The star couple in Cooper’s series investigates a Nazi plot that may still be in motion today.
The first timeline of Cooper’s novel is set in Germany near the end of World War II. The SS recruits a German American scientist named Walter Muller, and they plan to infiltrate a research facility in Maine to use DNA to build a “superior” race and a Fourth Reich. Shortly after Muller’s arrival in Maine, he meets and marries another conspirator, Catherine Freeman. In the present day, after some Nazi artifacts turn up, college science professor Brad Parker works with his romantic partner, police Lt. Karen Richmond, to interview with a man named Mark Carlson, who may know something about the Nazis’ interest in genetic engineering. Carlson is a former SS officer who defected and became an FBI agent.
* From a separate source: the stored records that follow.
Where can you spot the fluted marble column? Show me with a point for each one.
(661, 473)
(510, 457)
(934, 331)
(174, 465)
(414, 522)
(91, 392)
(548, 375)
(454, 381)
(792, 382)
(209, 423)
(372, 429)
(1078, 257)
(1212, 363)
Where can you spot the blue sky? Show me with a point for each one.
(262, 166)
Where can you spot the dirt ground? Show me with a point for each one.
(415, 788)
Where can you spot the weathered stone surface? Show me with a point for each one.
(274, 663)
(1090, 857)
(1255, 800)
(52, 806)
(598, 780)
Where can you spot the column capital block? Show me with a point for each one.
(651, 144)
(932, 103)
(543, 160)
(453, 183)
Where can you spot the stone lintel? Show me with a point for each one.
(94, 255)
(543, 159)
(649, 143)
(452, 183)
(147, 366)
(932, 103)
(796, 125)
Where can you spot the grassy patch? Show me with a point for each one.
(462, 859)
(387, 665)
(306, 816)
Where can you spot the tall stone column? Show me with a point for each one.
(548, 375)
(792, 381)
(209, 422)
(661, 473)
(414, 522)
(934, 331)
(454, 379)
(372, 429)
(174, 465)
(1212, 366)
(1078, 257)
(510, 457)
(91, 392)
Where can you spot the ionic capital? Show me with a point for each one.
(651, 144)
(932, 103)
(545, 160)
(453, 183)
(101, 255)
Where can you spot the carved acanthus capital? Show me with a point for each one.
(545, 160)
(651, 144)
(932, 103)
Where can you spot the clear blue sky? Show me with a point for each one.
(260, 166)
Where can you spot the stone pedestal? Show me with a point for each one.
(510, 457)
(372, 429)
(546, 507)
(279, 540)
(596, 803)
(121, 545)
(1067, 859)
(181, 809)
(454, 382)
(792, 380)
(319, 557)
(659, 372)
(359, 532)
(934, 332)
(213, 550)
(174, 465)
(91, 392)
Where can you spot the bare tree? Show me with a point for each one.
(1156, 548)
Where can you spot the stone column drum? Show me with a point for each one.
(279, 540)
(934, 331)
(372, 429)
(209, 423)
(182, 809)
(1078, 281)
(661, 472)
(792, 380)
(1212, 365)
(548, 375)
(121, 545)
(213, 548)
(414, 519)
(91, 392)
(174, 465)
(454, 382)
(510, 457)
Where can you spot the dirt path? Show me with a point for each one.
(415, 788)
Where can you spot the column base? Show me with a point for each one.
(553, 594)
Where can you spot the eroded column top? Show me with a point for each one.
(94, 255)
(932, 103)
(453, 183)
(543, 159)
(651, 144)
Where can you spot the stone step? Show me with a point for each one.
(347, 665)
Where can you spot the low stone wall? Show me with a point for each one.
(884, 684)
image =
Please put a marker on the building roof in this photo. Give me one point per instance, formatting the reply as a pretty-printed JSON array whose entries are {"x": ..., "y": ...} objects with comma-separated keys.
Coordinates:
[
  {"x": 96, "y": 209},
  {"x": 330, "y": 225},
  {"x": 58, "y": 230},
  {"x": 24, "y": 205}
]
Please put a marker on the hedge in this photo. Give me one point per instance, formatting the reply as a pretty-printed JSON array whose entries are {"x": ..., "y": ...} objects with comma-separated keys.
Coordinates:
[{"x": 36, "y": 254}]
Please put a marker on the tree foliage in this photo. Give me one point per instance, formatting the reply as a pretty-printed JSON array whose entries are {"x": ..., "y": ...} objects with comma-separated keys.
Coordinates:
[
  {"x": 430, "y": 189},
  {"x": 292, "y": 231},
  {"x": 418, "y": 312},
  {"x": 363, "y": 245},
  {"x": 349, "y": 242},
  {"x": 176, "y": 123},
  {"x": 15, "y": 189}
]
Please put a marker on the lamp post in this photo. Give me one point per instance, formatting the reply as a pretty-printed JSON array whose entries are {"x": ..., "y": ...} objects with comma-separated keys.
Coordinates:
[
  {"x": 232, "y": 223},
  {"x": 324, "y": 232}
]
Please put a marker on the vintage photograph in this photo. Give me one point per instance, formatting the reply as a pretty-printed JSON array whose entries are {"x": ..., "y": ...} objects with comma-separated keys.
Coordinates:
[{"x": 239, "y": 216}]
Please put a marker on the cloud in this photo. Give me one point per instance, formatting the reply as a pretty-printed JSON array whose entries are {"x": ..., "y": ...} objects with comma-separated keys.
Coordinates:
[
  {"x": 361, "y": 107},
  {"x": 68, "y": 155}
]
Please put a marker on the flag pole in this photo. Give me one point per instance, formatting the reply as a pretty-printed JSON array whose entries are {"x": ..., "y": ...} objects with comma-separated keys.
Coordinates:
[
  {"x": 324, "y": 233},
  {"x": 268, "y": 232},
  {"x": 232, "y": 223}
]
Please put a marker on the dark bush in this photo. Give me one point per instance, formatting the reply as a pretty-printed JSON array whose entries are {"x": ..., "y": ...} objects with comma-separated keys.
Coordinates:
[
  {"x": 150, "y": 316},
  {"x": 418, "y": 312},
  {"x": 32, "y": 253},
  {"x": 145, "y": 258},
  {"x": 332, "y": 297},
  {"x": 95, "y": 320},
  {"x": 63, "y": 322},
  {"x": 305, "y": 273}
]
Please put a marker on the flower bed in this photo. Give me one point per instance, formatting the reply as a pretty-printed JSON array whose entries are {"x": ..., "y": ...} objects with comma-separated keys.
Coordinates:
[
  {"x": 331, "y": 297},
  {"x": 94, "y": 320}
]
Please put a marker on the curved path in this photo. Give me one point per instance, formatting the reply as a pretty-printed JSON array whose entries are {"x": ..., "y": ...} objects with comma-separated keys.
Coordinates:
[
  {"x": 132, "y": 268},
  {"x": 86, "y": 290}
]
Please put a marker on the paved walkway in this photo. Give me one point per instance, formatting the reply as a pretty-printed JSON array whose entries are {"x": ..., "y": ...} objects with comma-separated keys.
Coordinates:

He has reason to believe his lover came to the U.S. during the war as a spy to conduct experiments with DNA, hoping to create an Aryan race. Brad, deeply skeptical of the plot, notes, “That’s impossible. How could anyone in the forties imagine the advances that would eventually take place in molecular biology?” The novel then flashes back to the 1950s, when scientists discovered the double helix structure of DNA, which seems to help Catherine and Muller in their pursuit. The two parallel stories continue to develop: We see Catherine and Muller in the past studying DNA with the hopes of using it to build a new race, and Brad and Karen investigating that research. A large part of the book is told from the point of view of Nazis in the past, including their experiments, which gives the novel its ominous mood. This adds some needed tension because there doesn’t feel like there’s much of a threat in the present storyline: Everyone who played a part in the original plot is either elderly or dead. Still, Brad and Karen share a lot of witty banter, and watching them unravel the plot is compelling enough to keep the reader turning the pages.
A complex but readable Nazi-themed thriller.